Exercise 14.7.4 from Dummit and Foote
Let $K=\mathbb{Q}(\sqrt[n]{a})$, where $a\in \mathbb{Q}$, $a>0$ and suppose $[K:\mathbb{Q}]=n$ (i.e., $x^n-a$ is irreducible). Let $E$ be any subfield of $K$ and let $[E:\mathbb{Q}]=d$. Prove that $E=\mathbb{Q}(\sqrt[d]{a})$. [Consider $ N_{K/E}(\sqrt[n]a)\in E$]
Here is a solution in MSE.
Subfield of $\mathbb{Q}(\sqrt[n]{a})$
I rewrite the solution in that answer here.
Let $\alpha=\sqrt [n]a\in \mathbb R_+$ be the real positive $n$-th root of $a$, so that $K=\mathbb Q(\alpha)$.
Consider some intermediate field $\mathbb Q\subset E\subset K$ (with $d:=[E:\mathbb Q]$) and define $\beta=N_{K/E}(\alpha)\in E$.
We know that $\beta=\Pi _\sigma \sigma (\alpha) $ where $\sigma$ runs through the $E$-algebra morphisms $K\to \mathbb C$.
Now, $\sigma (\alpha)=w_\sigma \cdot\alpha$ for some suitable complex roots $w_\sigma$ of $1$ so that $$\beta=\Pi _\sigma \sigma (\alpha)=(\Pi _\sigma w_\sigma) \cdot\alpha^e\quad (\operatorname { where } e=[K:E]=\frac nd)$$ Remembering that $\beta\in E\subset K\subset \mathbb R$ is real and that the only real roots of unity are $\pm 1$ we obtain $\Pi _\sigma w_\sigma=\frac {\beta}{\alpha^e}=\pm 1$ and $\beta=\pm \alpha^e=\pm \sqrt [d]a$.

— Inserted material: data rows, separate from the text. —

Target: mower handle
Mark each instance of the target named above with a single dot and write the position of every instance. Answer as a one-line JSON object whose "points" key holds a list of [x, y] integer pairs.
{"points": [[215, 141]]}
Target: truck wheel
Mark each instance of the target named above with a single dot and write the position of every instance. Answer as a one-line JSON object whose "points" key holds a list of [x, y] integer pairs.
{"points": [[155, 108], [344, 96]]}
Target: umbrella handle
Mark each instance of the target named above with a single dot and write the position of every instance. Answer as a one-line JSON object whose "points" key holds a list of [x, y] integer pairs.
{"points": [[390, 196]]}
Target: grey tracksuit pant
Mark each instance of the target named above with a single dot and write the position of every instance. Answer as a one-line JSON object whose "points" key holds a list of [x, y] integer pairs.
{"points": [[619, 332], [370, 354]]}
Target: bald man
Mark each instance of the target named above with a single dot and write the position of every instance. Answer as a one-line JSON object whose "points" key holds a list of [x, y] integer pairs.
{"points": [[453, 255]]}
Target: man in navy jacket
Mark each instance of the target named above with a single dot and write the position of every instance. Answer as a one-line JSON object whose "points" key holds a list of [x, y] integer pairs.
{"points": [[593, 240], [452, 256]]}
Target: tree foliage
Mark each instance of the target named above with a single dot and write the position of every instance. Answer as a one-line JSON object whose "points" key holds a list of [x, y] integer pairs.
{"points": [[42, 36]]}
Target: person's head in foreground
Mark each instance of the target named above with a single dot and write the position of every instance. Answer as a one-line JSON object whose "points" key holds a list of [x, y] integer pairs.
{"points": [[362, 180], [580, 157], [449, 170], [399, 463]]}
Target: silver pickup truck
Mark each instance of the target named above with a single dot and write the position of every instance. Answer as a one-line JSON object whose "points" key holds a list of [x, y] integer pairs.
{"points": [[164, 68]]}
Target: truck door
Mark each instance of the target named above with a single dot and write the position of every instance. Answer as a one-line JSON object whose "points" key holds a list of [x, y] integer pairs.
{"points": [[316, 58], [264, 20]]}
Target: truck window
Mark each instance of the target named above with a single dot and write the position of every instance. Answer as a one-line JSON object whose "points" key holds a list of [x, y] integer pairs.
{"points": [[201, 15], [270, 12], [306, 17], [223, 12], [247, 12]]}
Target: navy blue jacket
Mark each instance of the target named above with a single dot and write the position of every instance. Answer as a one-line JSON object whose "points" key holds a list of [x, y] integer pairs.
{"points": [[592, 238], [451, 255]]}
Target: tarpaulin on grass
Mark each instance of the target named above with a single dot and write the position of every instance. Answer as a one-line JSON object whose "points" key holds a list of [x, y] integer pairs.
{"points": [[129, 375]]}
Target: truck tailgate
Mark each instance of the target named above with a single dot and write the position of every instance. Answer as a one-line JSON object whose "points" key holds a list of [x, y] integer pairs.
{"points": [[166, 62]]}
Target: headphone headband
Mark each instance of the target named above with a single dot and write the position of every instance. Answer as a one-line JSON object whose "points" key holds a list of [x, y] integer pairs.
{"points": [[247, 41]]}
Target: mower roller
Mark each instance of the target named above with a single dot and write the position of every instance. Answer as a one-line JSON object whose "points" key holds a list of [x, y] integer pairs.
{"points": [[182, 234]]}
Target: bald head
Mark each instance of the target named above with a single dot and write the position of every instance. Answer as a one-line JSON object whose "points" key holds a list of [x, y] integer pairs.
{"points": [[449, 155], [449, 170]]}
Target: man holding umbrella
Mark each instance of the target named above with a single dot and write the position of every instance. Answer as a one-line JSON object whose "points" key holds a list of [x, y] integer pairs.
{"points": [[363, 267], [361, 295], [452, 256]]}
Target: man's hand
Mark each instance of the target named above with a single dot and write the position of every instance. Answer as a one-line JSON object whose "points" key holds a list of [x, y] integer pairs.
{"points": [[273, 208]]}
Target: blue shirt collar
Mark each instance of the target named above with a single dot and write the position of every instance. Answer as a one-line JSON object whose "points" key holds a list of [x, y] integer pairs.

Thus we have $\mathbb Q(\beta)=\mathbb Q(\sqrt [d]a)\subset E$ with $ \sqrt [d]a$ of degree $d$ over $\mathbb Q$.
Since $[E:\mathbb Q]=d$ too we obtain $E=\mathbb Q(\sqrt [d]a)$, just as claimed in the exercise.
Question: In this line, $$\beta=\Pi _\sigma \sigma (\alpha)=(\Pi _\sigma w_\sigma) \cdot\alpha^e\quad (\operatorname { where } e=[K:E]=\frac nd)$$ $K$ is not necessarily galois extension.$|Aut(K/E)|$ need not be equal to $[K:E]=\frac nd$.
It's there in all the solution I came across. I wonder why it has to be true. Please explain why $e$ in above equation has to be $[K:E]$